In the exhibition, there is a piece of work entitled “Friends” created in the early 1990s, although it is also a repetitive arrangement of smiling faces, it shows less exaggeration and weird elements than the following pieces. It is a kind of normal and simple with hearty laughing, instead of a self-deprecating and cynical attitude. Later, Yue Minjun summarized & abstracted it to create a man whose expressions & gestures are weirder and freakier, while he borrowed pop-style expressions in the creative language, such as the broad & vivid monotone color, and the specific image details were further weakened and transformed to an idol schema with a strong emotional attitude. Perhaps the image created at the beginning is an expression of the artist’s own state, and later it became a reproduction of an idol, “I have an ambition that I hope everyone sees a smile and would think of me instead of anyone else”, which is Yue Minjun’s own answer. This idol is also a product of the times. Yue Minjun used Andy Warhol’s means to finish an idol production plan, by schemas of advertisement posters and a lot of symbolic copying.
The “Scene” series exhibited in this exhibition are the “misappropriation” of classic art schemas, and also a reversal of thinking of idols.
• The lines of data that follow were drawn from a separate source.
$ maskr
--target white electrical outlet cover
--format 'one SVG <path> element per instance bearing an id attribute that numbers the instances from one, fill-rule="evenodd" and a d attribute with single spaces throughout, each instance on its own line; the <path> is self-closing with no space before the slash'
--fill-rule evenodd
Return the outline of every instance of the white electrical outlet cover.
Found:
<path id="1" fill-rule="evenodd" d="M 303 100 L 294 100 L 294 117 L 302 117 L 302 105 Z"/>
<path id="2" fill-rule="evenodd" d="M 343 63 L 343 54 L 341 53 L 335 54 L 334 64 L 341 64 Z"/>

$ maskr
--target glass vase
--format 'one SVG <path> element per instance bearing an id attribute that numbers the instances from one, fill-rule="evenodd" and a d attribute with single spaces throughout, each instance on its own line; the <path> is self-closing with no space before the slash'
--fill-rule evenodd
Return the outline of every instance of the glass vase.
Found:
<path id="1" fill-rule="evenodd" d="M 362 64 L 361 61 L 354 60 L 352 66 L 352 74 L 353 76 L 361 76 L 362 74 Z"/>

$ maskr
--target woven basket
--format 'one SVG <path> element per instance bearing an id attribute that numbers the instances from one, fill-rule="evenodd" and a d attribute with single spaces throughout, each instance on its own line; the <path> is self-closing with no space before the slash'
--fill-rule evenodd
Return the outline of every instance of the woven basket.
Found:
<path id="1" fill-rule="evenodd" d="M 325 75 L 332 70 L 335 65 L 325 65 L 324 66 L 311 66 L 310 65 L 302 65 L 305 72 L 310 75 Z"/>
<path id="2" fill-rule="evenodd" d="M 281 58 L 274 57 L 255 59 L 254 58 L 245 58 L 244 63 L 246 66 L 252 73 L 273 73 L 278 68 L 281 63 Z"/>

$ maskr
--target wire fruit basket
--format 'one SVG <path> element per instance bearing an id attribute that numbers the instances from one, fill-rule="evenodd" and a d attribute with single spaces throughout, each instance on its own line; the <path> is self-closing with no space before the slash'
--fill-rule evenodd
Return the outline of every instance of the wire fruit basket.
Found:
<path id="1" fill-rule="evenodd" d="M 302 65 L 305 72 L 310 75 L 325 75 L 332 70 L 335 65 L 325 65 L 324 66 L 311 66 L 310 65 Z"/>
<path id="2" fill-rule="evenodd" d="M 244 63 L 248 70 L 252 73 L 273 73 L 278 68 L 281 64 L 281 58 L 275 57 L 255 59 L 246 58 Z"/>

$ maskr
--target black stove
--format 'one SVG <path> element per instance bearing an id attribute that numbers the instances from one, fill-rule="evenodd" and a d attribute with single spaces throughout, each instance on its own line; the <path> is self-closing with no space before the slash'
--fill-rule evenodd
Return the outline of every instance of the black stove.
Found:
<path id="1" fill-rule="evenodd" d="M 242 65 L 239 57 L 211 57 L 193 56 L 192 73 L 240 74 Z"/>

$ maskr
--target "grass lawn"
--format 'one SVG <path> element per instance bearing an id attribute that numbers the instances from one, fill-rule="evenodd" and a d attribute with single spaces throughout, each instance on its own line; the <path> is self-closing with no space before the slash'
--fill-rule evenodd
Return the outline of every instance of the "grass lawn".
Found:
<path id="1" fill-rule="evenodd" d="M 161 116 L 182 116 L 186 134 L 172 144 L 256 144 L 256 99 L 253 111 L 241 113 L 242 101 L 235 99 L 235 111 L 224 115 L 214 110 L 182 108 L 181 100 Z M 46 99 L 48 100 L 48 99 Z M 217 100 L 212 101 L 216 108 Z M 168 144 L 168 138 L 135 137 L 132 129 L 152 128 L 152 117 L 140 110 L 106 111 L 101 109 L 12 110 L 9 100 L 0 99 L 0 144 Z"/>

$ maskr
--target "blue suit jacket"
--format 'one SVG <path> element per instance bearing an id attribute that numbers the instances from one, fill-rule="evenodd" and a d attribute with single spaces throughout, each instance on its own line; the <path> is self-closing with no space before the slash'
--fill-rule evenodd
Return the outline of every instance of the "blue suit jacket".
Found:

For example, “Mao Zedong in Jinggang Mountain” is the rewriting of a classic historical painting by Luo Gongliu. Yue removed the original image of the character, and completed the scene, formed an empty scene. The previous familiar historical scene becomes an open stage, and it seems that history has passed away, or has never happened. It has formed a huge gap between the reality of this painting and the memory of history. These paintings mostly take thematic creations of a concentrated & unified logic thought process as the original images, which is also another form of image of an idol, and now the absence of idol also conveys the attitude and meditation in politics and history.
These series of works on show at the exhibition are just a few fragments of Yue Minjun’s creation. His creative concentration is extremely distracting and the purpose of the exhibition is to think of why the era is rendered in such an artistic state, and through the works to convey the perception of social reality. This kind of thinking and presentation is obviously still going on. It is just as the “comma” of the headline of a work in the exhibition, it is only a phased stop rather than a “stop”. It continues to January 14, 2018.